Wednesday 6 September 2017

Desert Storyteller, pastel on paper

Today (or rather yesterday, I'm a bit late with this post) is Indigenous Literacy Day, a celebraton that aims to raise money for excellent programs to promote reading and distribute quality books to Indigenous communities across Australia. Please join me in making a donation to @TheIndigenousLiteracyFoundation today to support young and keen readers in remote Australia. #ILD2017”

Monday 21 August 2017


Ghibli! pastel and pencil, 50 x 70cm

As part of the month-long Celebrate Studio Ghibli, I've been invited to create a special poster for the event by both Madman Entertainment (the Australian distributor with whom I worked on The Lost Thing) and Studio Ghibli in Japan. The brief: create anything you like in the spirit of the studio's films, but in your own style. Too much inspiration to choose from! Well, if I have to choose, I've always been fascinated by character Kamaji, who stokes the bath house boiler in Spirited Away: I imagined he would be the ideal multi-tasking projector operator in a Ghibli universe, assisted of course by a young girl – a favoured protagonist of so many Ghibli films – and a few hundred archivist soots. 

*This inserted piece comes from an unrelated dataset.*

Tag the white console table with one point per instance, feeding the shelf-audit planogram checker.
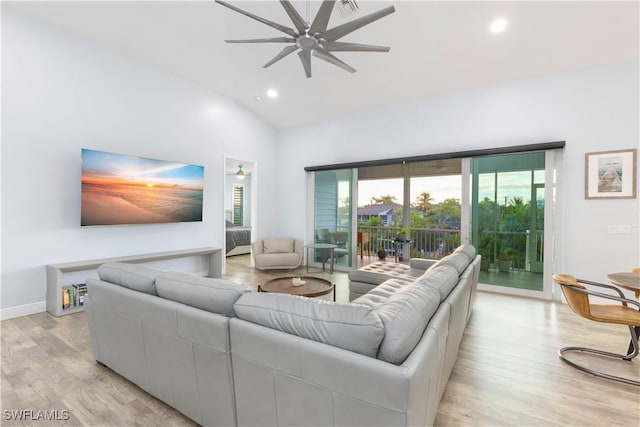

I also love the working drawings of Ghibli studio artists, from concept art to loose storyboards, and how the liveliness of hand-rendering lies at the heart of so much Ghibli animation, and so wished to pay tribute to this craft in my own way, keeping the image fresh and sketchy.

CELEBRATE STUDIO GHIBLI is a month-long event that will show screenings across cinemas in Australia and New Zealand, from August 24th to September 20th, 2017, and I will be briefly introducing one of my all-time favourites Totoro at the opening night in Melbourne. A rare opportunity to see all the studio's work on the big screen.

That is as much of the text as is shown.